Focusing on the challenges posed to downstream processing by antibody fragments as biotherapeutics was Gráinne Dunlevy who presented on the automation Crescendo Biologics employs to develop downstream processes for their Humabody® VH molecules, as well as clone picking and sample dilution. The implementation of plate and liquid handling robots increased sample throughput from cherry picking to purified product by 60× whilst increasing data quality as well. Jim Pullen representing FujiFilm Diosynth Biotechnologies (FDB) then spoke about their work on a Horizon 2020 (EU) project called Amecrys which intends to study the application of the aforementioned membrane crystalisation technology for purification. The company’s role in this project is to supply two model biotherapeutics for the project: an anti-CD20 monoclonal antibody and a VH domain antibody HEL4. For the former a platform, scaleable process is available so Jim’s presentation focussed on the optimisation of a downstream process for the latter, for which they only had an “academic” purification method. Using liquid handling and other HTP technology, he showed the development of scaleable processes on affinity and mixed mode resins.

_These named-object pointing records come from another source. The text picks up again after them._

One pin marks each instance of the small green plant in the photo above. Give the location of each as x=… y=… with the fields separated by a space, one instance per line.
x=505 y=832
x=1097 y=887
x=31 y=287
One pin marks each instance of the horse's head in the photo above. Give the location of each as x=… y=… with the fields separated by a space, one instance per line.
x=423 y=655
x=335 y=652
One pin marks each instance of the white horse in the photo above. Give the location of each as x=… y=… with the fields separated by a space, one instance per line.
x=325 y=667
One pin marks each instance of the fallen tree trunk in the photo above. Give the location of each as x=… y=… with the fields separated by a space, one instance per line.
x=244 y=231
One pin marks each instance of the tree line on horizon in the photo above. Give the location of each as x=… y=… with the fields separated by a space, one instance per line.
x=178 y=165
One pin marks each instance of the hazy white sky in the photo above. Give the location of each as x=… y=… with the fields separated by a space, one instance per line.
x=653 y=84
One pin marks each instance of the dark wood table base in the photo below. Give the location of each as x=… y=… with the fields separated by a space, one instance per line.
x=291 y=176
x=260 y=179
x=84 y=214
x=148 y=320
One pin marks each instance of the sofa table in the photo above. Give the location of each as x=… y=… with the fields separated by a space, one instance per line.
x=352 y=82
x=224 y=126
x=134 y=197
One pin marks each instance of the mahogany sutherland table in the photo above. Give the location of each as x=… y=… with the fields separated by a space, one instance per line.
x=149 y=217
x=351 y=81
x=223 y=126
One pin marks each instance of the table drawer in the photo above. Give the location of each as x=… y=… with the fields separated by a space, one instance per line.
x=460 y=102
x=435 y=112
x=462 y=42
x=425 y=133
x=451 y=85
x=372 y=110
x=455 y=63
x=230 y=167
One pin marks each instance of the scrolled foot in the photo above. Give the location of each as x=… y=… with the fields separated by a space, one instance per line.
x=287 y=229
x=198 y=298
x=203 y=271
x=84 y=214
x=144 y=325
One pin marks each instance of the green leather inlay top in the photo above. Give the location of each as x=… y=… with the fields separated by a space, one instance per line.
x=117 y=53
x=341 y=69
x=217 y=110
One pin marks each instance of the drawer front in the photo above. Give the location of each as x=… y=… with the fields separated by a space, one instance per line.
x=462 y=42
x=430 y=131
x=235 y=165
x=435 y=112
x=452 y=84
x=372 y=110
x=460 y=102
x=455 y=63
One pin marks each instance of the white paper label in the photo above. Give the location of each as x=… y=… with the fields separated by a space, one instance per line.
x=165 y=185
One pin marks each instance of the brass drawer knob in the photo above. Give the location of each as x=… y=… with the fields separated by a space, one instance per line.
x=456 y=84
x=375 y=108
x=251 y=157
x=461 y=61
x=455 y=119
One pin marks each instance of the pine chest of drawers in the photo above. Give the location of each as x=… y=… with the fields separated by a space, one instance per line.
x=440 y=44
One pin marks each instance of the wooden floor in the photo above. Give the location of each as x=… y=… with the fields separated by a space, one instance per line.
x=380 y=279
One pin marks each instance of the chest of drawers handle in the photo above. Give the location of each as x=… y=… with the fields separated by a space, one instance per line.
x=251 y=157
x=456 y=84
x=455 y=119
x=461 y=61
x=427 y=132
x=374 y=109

Ruth Rowland-Jones (GSK) then spoke about analytical approaches used in upstream bioprocessing. She presented case studies on the assessment of spectroscopy techniques. Raman spectroscopy came out as the superior tool and Ruth discussed potential applications to these technologies to downstream processing.
The final presentation of the day was given by Jelena Rusic (Cell and Gene Therapy Catapult) who introduced the Catapult and also presented analyses on the ease of optimisation and scalability of steps traditionally used in viral vector purification with a view of identifying those that can be used for GMP manufacture.
A lively and successful event was closed by Will Lewis (GSK) who thanked the organisers, contributors, attendees and sponsors of the event. Many positive conclusions were taken away from this collaborative event focussing on the future of downstream process development of next generation challenging proteins.